Bila demikian pada siapa kita harus taat dan tunduk? Jika kita melihat penggunaan kata “taat” (hupakouo) dalam Perjanjian Baru maka kita akan melihat bahwa kita diharuskan taat kepada Allah, Injil (Roma 10:16), doktrin para rasul (Filipi 2:12, 2 Tesalonika 3:14), anak terhadap orangtuanya (Efesus 6:1), hamba kepada tuannya (Efesus 6:1,5). Tidak ada ketentuan orang Kristen harus taat pada penatua atau pendeta gerejanya.

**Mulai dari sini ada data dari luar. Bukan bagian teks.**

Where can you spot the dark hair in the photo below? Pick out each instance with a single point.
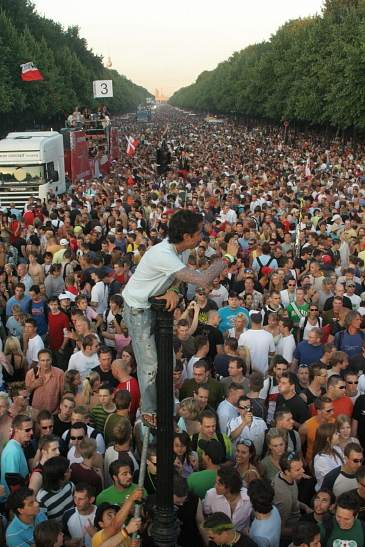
(230, 478)
(122, 399)
(183, 222)
(261, 495)
(291, 377)
(46, 533)
(16, 500)
(286, 460)
(348, 501)
(85, 487)
(54, 471)
(123, 461)
(304, 533)
(352, 447)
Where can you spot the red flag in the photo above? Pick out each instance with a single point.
(30, 73)
(132, 145)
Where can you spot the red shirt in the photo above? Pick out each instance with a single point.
(133, 388)
(56, 323)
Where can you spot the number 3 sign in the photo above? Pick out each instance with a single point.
(102, 88)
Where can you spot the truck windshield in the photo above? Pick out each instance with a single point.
(22, 173)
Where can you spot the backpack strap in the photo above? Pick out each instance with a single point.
(221, 440)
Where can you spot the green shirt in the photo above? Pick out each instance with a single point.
(200, 482)
(353, 537)
(114, 496)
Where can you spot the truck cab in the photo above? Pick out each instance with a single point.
(31, 164)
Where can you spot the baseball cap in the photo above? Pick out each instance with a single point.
(101, 510)
(213, 449)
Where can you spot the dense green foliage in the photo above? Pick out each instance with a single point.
(67, 64)
(312, 70)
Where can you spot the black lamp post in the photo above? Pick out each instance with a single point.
(164, 527)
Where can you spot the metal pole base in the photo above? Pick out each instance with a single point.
(165, 529)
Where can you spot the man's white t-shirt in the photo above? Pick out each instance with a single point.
(99, 295)
(34, 346)
(83, 363)
(260, 343)
(286, 347)
(154, 274)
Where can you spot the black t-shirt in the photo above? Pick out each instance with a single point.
(60, 427)
(359, 415)
(296, 405)
(215, 338)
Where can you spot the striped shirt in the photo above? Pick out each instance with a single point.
(55, 503)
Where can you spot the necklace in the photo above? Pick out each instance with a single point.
(235, 539)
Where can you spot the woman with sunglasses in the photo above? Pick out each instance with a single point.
(245, 456)
(343, 425)
(311, 321)
(276, 447)
(326, 452)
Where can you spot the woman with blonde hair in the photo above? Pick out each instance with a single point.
(343, 425)
(189, 411)
(276, 446)
(327, 454)
(15, 364)
(90, 389)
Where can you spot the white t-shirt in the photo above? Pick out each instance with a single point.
(99, 295)
(260, 343)
(154, 274)
(83, 363)
(34, 345)
(286, 347)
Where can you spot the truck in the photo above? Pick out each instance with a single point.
(42, 163)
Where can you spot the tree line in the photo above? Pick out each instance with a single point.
(68, 65)
(311, 71)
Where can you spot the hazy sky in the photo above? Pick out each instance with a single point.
(166, 44)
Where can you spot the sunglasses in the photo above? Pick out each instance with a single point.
(246, 442)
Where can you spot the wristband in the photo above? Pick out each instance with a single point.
(228, 257)
(174, 289)
(124, 533)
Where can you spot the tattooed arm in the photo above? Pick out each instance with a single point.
(201, 279)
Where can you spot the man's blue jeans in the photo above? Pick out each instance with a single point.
(140, 328)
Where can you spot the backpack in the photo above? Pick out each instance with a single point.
(262, 266)
(195, 438)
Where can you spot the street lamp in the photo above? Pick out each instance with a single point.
(164, 527)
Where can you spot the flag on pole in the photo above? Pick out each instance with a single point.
(30, 73)
(132, 145)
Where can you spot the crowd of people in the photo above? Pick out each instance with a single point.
(255, 238)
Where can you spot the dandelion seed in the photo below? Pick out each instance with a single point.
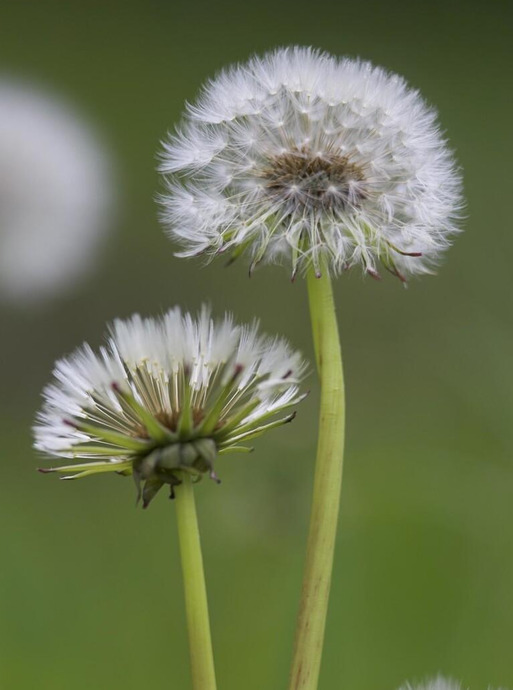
(303, 157)
(166, 396)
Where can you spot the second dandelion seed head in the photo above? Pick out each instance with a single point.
(316, 160)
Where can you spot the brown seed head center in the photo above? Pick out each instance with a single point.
(315, 180)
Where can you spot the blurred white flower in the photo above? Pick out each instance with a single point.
(303, 156)
(56, 194)
(437, 683)
(166, 396)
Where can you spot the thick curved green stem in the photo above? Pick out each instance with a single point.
(200, 643)
(327, 485)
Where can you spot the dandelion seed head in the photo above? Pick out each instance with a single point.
(303, 157)
(166, 396)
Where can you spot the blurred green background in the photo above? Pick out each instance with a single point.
(91, 592)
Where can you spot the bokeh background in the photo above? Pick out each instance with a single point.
(90, 586)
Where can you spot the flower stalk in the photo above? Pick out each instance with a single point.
(196, 606)
(327, 486)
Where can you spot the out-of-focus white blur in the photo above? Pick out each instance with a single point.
(56, 195)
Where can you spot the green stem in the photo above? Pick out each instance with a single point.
(327, 485)
(200, 643)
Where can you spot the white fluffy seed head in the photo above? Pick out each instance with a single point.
(165, 396)
(56, 195)
(316, 160)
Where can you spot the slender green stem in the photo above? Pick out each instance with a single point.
(200, 643)
(327, 485)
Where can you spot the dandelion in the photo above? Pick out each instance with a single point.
(166, 397)
(56, 192)
(303, 157)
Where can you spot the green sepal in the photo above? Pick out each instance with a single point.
(258, 431)
(157, 431)
(91, 468)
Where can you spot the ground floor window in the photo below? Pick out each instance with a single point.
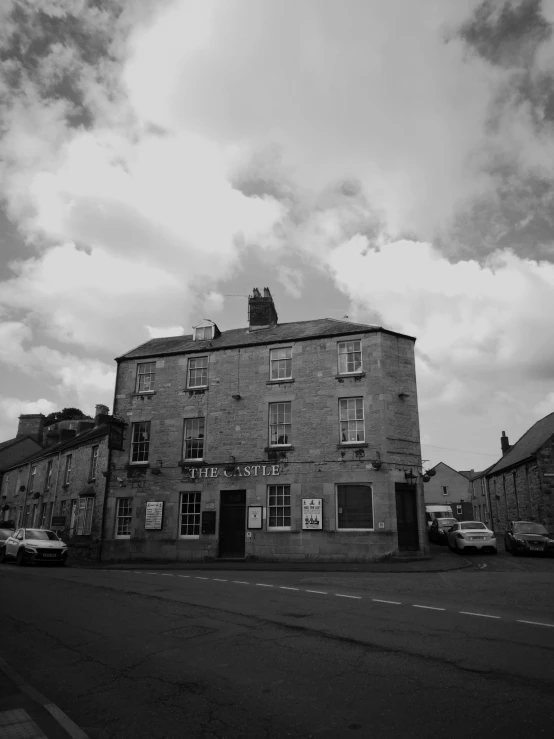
(84, 516)
(123, 517)
(354, 507)
(190, 514)
(278, 503)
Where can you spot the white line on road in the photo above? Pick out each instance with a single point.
(483, 615)
(535, 623)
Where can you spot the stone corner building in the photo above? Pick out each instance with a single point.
(275, 442)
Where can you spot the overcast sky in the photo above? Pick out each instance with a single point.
(389, 161)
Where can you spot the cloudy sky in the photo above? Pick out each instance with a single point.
(392, 162)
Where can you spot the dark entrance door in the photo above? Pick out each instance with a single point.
(232, 523)
(406, 517)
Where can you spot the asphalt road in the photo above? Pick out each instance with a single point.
(150, 654)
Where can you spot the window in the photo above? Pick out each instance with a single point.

Tetapi bagaimana dengan Ibrani 13:17? “Taatilah pemimpin-pemimpinmu dan tunduklah kepada mereka, sebab mereka berjaga-jaga atas jiwamu, sebagai orang-orang yang harus bertanggung jawab atasnya. Dengan jalan itu mereka akan melakukannya dengan gembira, bukan dengan keluh kesah, sebab hal itu tidak akan membawa keuntungan bagimu.”
Mari kita perhatikan kata “taat” dalam ayat ini. Kata “taat” dalam ayat ini menggunakan kata peitho yang berarti “meyakinkan”. Dalam kalimat ayat di atas tadi itu berarti “biarkan dirimu diyakinkan oleh” atau “mempunyai keyakinan yang dalam”. Jadi maksud ayat itu bukanlah ketaatan membabi buta tetapi orang percaya memberikan dirinya diyakinkan oleh pemimpinnya setelah mereka berdiskusi dan membuka hati terhadap apa yang mereka sampaikan.
Kata lain lagi yang ada pada ayat di atas adalah kata “tunduk”. Kata yang digunakan disini berbeda dengan kata tunduk yang biasanya digunakan pada ayat-ayat lain yaitu “hupotasomai”, dalam ayat ini digunakan kata “hupeitko” dan hanya digunakan pada ayat ini saja. Arti hupeitko dapat digambarkan (bila dalam kemiliteran)  adalah suatu diskusi yang serius, suatu pertukaran tempat setelah salah seorang atau partai(kelompok) menyerah. Jemaat tunduk sebab telah terjadi diskusi terlebih dulu, disadarkan dan dipersuasi. Ia tunduk karena percaya bukan “tunduk mati atau membabi buta”.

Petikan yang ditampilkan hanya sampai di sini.